An RDA operation models a request by an RDA client that is transferred to an RDA server for processing. RDA operations enable an RDA client to request any of five types of RDA services:

a)RDA Dialogue Management services, to start and end RDA dialogues;

b)RDA Transaction Management services, to start and end RDA transactions;

c)RDA Control services, to report the status or cancel existing operations;

d)Resource Handing services, to enable or disable access by RDA clients to data resources;

e)Database Language services, to access and modify data resources.

An RDA client may request RDA operations without waiting for the results of previously requested RDA operations. Thus an RDA server may have several RDA operations outstanding for a particular RDA dialogue.
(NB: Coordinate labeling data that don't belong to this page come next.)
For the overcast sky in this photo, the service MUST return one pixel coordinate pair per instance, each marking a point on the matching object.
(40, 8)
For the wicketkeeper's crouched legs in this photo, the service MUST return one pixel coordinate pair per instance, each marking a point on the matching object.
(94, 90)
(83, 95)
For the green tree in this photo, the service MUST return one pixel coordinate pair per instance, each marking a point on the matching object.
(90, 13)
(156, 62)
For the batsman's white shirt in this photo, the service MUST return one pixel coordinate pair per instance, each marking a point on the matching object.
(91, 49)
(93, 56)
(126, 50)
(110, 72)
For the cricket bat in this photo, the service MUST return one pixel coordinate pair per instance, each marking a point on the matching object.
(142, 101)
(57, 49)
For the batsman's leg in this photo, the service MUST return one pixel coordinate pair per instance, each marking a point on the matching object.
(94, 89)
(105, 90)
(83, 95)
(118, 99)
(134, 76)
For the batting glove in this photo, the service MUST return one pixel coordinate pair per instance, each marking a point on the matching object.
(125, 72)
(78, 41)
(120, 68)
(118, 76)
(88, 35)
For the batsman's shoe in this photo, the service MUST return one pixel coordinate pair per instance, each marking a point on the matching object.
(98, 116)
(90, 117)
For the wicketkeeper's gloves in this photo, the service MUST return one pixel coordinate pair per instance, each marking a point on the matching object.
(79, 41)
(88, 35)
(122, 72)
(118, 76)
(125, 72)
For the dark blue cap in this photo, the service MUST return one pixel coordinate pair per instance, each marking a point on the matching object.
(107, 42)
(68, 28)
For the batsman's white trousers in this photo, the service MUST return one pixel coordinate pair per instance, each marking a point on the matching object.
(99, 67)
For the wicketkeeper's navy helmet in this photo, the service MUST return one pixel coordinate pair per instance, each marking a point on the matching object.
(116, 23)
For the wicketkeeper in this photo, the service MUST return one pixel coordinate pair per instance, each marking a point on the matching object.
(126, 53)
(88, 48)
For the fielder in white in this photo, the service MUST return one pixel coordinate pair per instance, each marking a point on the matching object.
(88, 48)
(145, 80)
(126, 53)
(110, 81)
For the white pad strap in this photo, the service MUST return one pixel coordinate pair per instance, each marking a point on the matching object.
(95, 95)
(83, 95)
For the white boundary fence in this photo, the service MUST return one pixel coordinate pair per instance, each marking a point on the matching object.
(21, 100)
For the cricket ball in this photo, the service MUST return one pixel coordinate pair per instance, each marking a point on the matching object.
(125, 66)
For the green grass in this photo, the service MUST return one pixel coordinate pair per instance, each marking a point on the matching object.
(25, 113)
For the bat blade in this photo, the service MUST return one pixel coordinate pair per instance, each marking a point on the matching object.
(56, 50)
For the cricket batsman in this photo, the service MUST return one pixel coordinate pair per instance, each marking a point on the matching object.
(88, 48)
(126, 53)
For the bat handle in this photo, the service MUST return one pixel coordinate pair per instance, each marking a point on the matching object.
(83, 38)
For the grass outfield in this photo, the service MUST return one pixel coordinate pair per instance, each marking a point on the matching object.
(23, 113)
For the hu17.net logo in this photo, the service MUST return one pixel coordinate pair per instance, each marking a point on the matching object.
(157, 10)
An RDA dialogue is a cooperative relationship between and RDA client and an RDA server. The RDA client initilizes the RDA dialogue and requests RDA operations that are to be performed by the RDA server. An RDA dialogue is uniquely identified within the scope of the OSI environment, and all RDA operations occur within the bounds of an RDA dialogue. An RDA dialogue can exist only in the context of an established application-association, and ceases to exist if the association is released. A failed RDA dialogue cannot be recovered; the process of recovery after a failure is a local matter beyond the scope of the RDA 1993 standard, and recovery actions outside the RDA service-provider may be necessary. In the event of dialogue failure, it is a requirement that all changes made to data resources by any RDA transaction that is not already terminating when RDA dialogue failure occurs be rolled back by the database server during its recovery process. If an RDA dialogue is terminating when RDA dialogue failure occurs, then it may either be committed or rolled back.

RDA Stored Execution. Support for the basic requirements specified above and, in addition, support for the RDA Stored Execution Functional Unit as specified in the RDA'93 standard and with implementor agreements for the Stored Execution profile as specified in [16].

RDA Status. Support for the basic requirements specified above and, in addition, support for the RDA Status Functional Unit as specified in the RDA'93 standard and with implementor agreements for the Status profile as specified in [16].

RDA Cancel. Support for the basic requirements specified above and, in addition, support for the RDA Cancel Functional Unit as specified in the RDA'93 standard and with implementor agreements for the Cancel profile as specified in [16].

RDA TP Application Context. Support for the basic requirements specified above and, in addition, support for the RDA SQL TP Application Context as specified in the RDA'93 standard, and dependent upon ISO/IEC 10026 (Distributed Transaction Processing), and with implementor agreements for Distributed Transaction Processing as specified in [16].